Шрифт:
Интервал:
Закладка:
Едва он ступил на палубу, как над кормой тяжело всплыл огромный, шитый золотом флаг. На нем был вышит мишурой и шелками герб, фамильный герб капитана, венецианского вельможи, патриция Пиетро Гальяно.
Капитан посмотрел за борт – в сонную лоснящуюся воду: золотом глянуло из воды отражение шитого флага. Полюбовался. Патриций Гальяно мечтал, чтобы его слава и деньги звенели звоном по всем морям.
Он сделал строгое, надменное лицо и прошел на корму с дорогой, вызолоченной резьбой, с колонками и фигурами.
Там под трельяжем [10] , накрытым дорогим ковром, стояло его кресло. Не кресло, а трон.
Все почтительно молчали. Шиурма замерла, и голые люди, как статуи, неподвижно держали на весу тяжелые весла.
Капитан шевельнул рукой – и музыка смолкла. Кивком головы Гальяно подозвал старшего офицера. Офицер докладывал, что галера вооружена, снаряжена, что куплены новые гребцы, что провиант, вода и вино запасены, оружие в исправности. Скривано (писец) стоял сзади со списком наготове – для справок.
17. Шиурма
– Посмотрим, – вымолвил командир.
Он встал с трона, спустился в свою каюту в корме и оглядел убранство и вооружение, что висело по стенам. Прошел в кают-камеру и обозрел все – и запасы и оружие. Он проверял арбалетчиков: заставлял их при себе натягивать тугой арбалет. Один арбалет он приказал тут же выбросить за борт; едва следом не полетел в воду и сам арбалетчик.
Капитан был в гневе. Все трепетали, и комит, подобострастно извиваясь, показывал капитану шиурму.
– Негр. Новый. Здоровый парень… очень даже здоровый.
Капитан поморщился:
– Негры – дрянь. Хороши первый месяц. Потом киснут и дохнут.

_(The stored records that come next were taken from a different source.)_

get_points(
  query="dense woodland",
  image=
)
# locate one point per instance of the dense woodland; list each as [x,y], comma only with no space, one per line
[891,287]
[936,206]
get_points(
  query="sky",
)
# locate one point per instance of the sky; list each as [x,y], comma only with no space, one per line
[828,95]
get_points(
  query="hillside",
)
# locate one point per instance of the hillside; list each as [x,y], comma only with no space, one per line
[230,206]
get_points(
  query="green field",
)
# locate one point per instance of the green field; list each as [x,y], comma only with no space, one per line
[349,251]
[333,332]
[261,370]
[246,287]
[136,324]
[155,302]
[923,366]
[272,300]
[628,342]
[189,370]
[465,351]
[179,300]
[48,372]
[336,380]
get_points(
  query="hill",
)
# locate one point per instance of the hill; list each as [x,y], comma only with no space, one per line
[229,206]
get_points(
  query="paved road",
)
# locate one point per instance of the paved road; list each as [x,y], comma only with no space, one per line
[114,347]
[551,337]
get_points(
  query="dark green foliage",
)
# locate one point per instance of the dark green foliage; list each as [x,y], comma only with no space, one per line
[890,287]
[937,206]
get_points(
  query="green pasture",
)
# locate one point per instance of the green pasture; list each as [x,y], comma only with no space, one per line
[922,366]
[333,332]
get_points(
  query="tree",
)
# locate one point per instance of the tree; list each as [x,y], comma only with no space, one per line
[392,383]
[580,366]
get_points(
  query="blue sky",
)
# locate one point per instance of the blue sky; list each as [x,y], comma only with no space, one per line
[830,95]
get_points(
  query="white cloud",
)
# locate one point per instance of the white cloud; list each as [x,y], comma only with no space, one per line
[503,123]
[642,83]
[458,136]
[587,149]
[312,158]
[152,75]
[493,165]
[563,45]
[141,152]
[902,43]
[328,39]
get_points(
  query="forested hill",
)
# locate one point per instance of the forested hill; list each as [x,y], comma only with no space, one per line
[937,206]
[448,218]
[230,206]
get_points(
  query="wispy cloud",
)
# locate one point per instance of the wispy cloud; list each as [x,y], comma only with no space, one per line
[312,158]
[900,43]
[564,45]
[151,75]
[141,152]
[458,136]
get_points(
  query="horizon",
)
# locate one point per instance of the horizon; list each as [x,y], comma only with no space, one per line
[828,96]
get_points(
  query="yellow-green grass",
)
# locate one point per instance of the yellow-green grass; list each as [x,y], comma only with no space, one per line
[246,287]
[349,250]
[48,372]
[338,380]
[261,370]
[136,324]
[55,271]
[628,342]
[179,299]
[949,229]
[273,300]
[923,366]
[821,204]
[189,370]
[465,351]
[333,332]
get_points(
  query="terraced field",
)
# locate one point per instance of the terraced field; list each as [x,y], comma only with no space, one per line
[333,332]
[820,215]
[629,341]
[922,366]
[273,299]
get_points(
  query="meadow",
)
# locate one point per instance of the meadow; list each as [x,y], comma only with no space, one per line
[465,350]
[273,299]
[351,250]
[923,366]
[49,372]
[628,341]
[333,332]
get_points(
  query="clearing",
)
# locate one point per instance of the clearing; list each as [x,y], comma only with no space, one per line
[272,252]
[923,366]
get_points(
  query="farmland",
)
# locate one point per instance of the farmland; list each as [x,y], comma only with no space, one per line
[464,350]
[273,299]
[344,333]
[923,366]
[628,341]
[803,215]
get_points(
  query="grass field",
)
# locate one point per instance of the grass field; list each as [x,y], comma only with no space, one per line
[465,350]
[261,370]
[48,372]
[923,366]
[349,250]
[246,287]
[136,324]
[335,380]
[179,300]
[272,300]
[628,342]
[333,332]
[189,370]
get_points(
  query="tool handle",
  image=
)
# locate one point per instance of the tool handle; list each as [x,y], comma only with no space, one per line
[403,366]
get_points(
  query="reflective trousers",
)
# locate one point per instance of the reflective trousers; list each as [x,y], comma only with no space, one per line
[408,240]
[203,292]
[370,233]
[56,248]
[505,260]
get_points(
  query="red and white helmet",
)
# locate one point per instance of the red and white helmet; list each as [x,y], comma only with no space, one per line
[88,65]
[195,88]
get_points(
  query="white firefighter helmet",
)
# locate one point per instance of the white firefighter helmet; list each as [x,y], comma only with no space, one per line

Военная галера не для тухлого мяса.
Комит опустил голову. Он купил негра по дешевке и втридорога показал цену командиру.
Гальяно внимательно рассматривал гребцов. Они сидели в обычной при гребле позе: прикованная нога опиралась на подножку, а другой ногой гребец упирался в переднюю банку.
Капитан остановился: у одного гребца дрожали руки от напряженного, застывшего усилия.
– Новый? – бросил он комиту.
– Да, да, синьор, новый, славянин. С Днепра. Молодой, сильный чело…
– Турки лучше! – оборвал капитан и отвернулся от новичка.
Грицка б никто не узнал: он был побрит – голый череп, без усов, без бороды, с клочками волос на маковке.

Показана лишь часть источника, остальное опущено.